Thanks for the explanation of the mulberries. Now I can blame my granpa Bissi (from Siculiana). Sometimes, different relatives, even with the same grandparents, have never heard of some food or practice. And they grew up across the street from each other.

My Italian dictionary says gelso and the moro del gelso for the berry, very close to what you said. Morus is the botonical name. Yet mora is for blackberry. Oh well.

In Jerre Mangione's book Mount Allegro, he describes his first visit to Sicily and the same mixture of skin colors, eyes, hair as in Rochester. Sicily is so close to Africa, so...Mangione also mentions that Saint Calergo, the patron saint, might have been African. My cousin Chick gets very dark in the summer. One aunt has reddish hair, and my grandfather Bissi has his mustache described as "chestnut" (in Italian documents). I had a little in mine. Now Stan had really red hair and his sister blond hair, but their father was Polish; Aunt Carrie has red hair though, and one niece (out of seven girls and five boys of Uncle Sammy's kids) has reddish, like you said, auburn colored hair.

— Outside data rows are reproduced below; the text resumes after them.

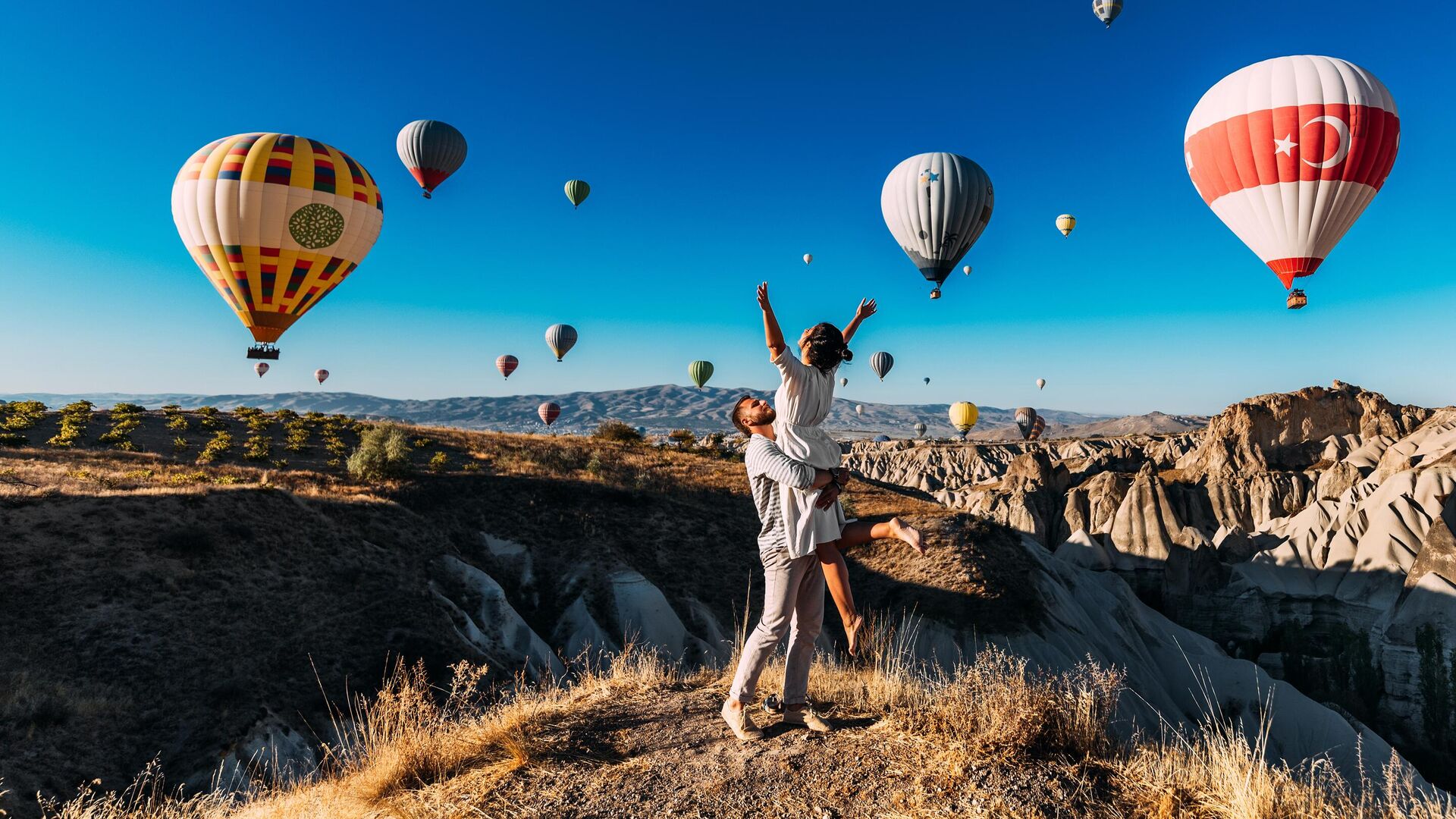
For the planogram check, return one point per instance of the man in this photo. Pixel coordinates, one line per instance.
(794, 588)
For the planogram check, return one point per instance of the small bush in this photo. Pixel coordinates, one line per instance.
(618, 431)
(383, 452)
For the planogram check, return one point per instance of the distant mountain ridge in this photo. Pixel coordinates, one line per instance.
(657, 409)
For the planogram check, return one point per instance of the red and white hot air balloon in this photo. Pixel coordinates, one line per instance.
(1289, 152)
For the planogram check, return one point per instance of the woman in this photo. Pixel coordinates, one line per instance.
(801, 403)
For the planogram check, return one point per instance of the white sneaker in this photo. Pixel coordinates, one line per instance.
(740, 723)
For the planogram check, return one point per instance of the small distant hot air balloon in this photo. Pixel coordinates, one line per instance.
(1107, 11)
(561, 338)
(1289, 152)
(881, 363)
(701, 372)
(963, 416)
(1037, 428)
(431, 150)
(274, 222)
(1025, 416)
(937, 205)
(577, 191)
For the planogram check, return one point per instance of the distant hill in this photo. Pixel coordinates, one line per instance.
(658, 409)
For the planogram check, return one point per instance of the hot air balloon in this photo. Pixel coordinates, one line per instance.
(701, 372)
(937, 205)
(577, 191)
(1037, 428)
(1107, 11)
(881, 363)
(275, 223)
(1289, 152)
(963, 416)
(561, 338)
(431, 150)
(1025, 416)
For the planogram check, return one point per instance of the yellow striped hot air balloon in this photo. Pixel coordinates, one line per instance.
(963, 416)
(275, 223)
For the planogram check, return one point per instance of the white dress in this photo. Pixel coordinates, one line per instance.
(801, 404)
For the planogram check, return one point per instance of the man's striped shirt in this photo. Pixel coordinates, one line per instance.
(769, 471)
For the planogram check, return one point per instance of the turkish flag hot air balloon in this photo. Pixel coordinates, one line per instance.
(275, 223)
(431, 150)
(1289, 152)
(937, 205)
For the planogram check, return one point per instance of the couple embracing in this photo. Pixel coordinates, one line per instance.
(797, 480)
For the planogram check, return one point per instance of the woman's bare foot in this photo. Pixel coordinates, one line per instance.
(908, 534)
(852, 634)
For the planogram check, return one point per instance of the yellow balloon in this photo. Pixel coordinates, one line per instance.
(963, 416)
(275, 223)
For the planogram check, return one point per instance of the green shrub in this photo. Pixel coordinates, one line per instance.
(617, 431)
(383, 452)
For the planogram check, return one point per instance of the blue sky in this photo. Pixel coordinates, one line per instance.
(721, 145)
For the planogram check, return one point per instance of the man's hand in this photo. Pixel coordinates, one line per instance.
(827, 496)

Did you ever have the orange salad we called Insalata del Morte? We don't tell non-Italians that until after they try it, like with calamare. But it's so good, we have it on all holidays. Yet Stan never had it until last year when he ate with us. Just sliced oranges sprinkled with olive oil and black pepper; a little sugar if they are not sweet enough. Into the fridge and serve for dinner.

Rosie,

Carole's puppy is now conditioned to associate the almond cake with punishment, so he's going to run. Sometimes, you just think "Aw they're not going to do anything."

What happened to the cat you were looking at in another topic? Now I'm worried about it. And I would like to see another pic of your cat, with the tail. White cat with black tail. Also what are those green things on his head?

4:43 am again! Goodnight..

Dave

And what does "olive skin" mean? I keep thinking of green or black and the military olive drab.